Fazil Say et Lio Kuokmanà Monte-Carlo
Plusieurs fois accueilli par l’Orchestre Philharmonique de Monte-Carlo, Fazil Say n’est pas un simple invité de passage, mais une présence récurrente sur la scène monégasque. C’est André Borocz, fondateur du Festival de Menton, qui le fit découvrir au public en 1997.
Menton aura été le témoin privilégié du parcours de Fazil Say. Dès sa première apparition, le choc fut saisissant : un jeu hors normes, une énergie imprévisible, une liberté rythmique et expressive qui semblaient venir d’une autre planète. À Menton, Say apparaissait alors comme un corps étranger dans le paysage pianistique traditionnel — déroutant, fascinant, impossible à classer. Son Concerto pour piano n° 21 de Mozart demeure un moment inoubliable.
Les années passant, ce même lieu a permis de mesurer l’évolution — ou l’arrêt — de cette aventure artistique. Depuis une vingtaine d’années, Fazil Say y revient fidèle à un répertoire qui varie peu, rejouant les mêmes œuvres, reproduisant les mêmes effets. Les bis, devenus immuables — Black Earth et le Rondo alla Turca revisité — ponctuent désormais ses récitals comme des signatures attendues. Menton, qui fut le théâtre de la découverte et de la surprise, est aussi celui où s’est installée une forme de répétition. L’artiste demeure impressionnant, mais l’explorateur des premières années semble s’être mué en figure familière, presque confortable, face à un public qui le connaît trop bien.

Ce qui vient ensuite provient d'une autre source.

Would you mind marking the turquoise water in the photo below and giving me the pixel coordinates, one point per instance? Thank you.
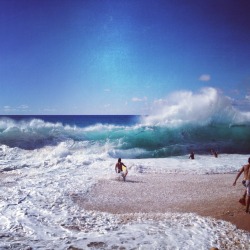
(127, 136)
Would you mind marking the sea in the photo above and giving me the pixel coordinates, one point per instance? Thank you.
(46, 159)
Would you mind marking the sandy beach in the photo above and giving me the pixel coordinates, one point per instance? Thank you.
(207, 195)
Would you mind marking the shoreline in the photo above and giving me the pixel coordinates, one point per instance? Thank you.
(206, 195)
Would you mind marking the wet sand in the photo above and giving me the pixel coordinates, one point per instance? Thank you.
(206, 195)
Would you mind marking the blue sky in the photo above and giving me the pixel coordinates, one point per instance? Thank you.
(120, 56)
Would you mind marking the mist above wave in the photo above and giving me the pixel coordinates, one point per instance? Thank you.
(204, 107)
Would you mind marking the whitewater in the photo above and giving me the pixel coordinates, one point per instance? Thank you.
(45, 161)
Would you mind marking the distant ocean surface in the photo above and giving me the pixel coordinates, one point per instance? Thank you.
(125, 136)
(45, 161)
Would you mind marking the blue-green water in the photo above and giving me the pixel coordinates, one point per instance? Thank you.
(127, 136)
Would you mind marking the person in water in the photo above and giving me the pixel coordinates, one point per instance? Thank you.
(214, 153)
(119, 170)
(191, 156)
(246, 170)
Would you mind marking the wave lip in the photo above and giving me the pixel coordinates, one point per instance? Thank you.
(205, 107)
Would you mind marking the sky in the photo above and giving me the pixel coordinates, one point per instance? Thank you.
(120, 56)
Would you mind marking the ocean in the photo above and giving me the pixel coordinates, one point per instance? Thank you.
(44, 159)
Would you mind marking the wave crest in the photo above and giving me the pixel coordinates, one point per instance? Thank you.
(202, 108)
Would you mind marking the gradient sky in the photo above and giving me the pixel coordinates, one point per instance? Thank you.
(120, 56)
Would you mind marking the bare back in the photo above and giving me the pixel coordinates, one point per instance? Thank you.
(247, 172)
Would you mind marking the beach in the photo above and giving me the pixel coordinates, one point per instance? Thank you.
(206, 195)
(59, 189)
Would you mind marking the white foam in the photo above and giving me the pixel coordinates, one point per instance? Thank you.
(203, 107)
(38, 208)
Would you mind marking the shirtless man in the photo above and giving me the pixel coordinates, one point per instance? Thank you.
(118, 169)
(246, 170)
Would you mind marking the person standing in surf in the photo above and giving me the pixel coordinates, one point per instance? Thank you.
(191, 156)
(120, 168)
(246, 170)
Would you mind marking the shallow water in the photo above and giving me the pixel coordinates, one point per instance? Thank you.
(37, 207)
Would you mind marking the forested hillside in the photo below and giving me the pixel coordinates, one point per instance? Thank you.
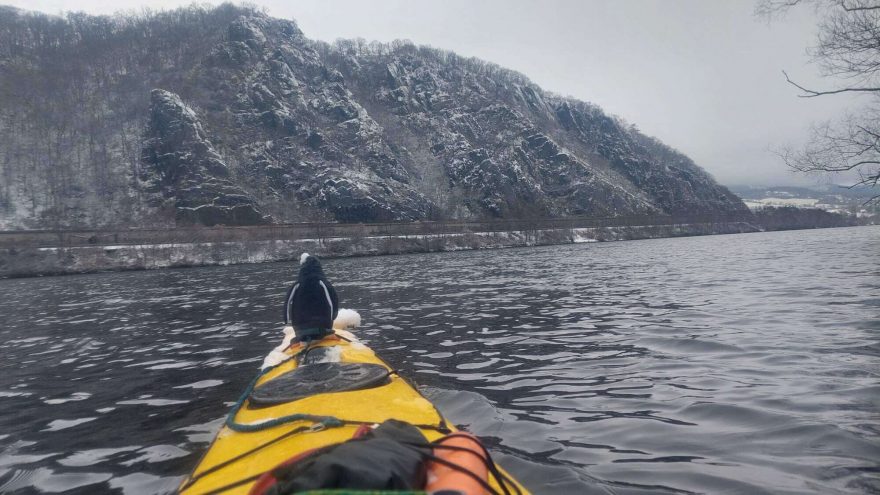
(228, 116)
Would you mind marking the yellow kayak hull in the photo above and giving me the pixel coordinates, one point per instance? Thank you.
(395, 400)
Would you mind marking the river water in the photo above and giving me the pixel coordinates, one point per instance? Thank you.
(724, 364)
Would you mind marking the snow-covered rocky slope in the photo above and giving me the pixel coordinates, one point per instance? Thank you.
(227, 116)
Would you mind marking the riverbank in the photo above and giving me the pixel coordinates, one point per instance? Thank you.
(62, 260)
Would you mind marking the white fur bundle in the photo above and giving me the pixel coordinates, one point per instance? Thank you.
(277, 355)
(347, 319)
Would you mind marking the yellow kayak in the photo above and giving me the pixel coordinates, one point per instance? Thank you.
(275, 419)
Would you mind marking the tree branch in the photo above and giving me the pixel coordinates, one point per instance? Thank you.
(813, 93)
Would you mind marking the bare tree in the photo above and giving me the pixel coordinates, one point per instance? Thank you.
(847, 50)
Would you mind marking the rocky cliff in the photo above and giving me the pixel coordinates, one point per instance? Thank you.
(228, 116)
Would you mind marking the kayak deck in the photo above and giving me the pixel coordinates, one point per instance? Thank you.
(236, 458)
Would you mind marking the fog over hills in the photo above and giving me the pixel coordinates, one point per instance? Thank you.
(228, 116)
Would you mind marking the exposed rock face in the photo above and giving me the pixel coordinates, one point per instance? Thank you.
(287, 129)
(183, 168)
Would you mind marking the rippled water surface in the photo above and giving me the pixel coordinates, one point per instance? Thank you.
(724, 364)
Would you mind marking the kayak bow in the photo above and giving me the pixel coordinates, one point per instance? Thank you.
(304, 403)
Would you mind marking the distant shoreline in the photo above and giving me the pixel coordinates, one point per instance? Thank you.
(31, 261)
(20, 261)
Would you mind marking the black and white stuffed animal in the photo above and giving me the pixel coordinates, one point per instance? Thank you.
(311, 304)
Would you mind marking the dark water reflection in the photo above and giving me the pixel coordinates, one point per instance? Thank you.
(724, 364)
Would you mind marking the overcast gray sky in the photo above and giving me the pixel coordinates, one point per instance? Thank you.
(704, 76)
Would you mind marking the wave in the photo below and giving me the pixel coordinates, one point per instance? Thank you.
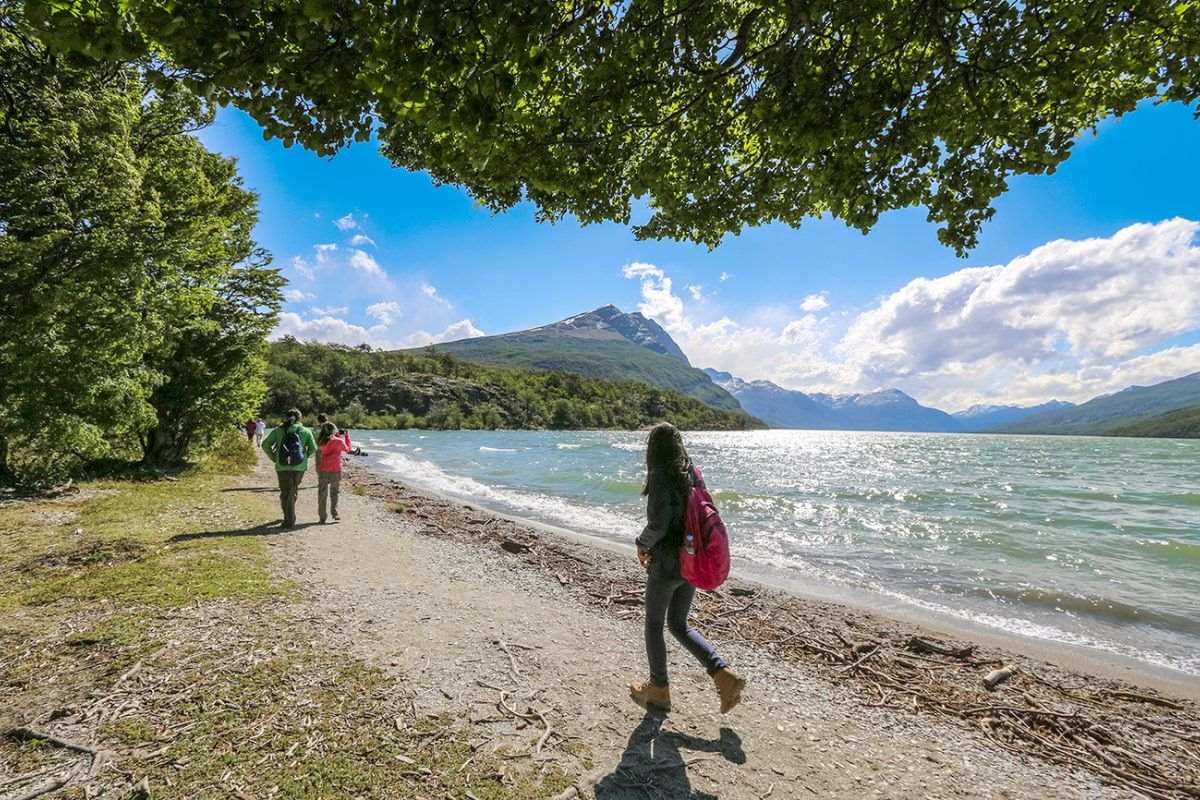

Entre Menton et Monte-Carlo, Fazil Say n’est pas perçu tout à fait de la même manière.À Monte-Carlo, la réception est plus immédiate, plus enthousiaste. Dans le cadre de l’Auditorium Rainier III, porté par l’Orchestre Philharmonique de Monte-Carlo, la « formule Fazil Say » fonctionne pleinement : virtuosité spectaculaire, œuvres emblématiques, compositions personnelles aux couleurs orientales. Son interprétation très personnelle du Concerto n°2 de Saint-Saëns captive. Il chante à haute voix, tape du pied. Le public applaudit sans réserve, séduit par une identité reconnaissable entre toutes. Là où Menton observe et se souvient, Monte-Carlo célèbre — et l’artiste y trouve manifestement un terrain où son discours, même inchangé, continue de produire son effet.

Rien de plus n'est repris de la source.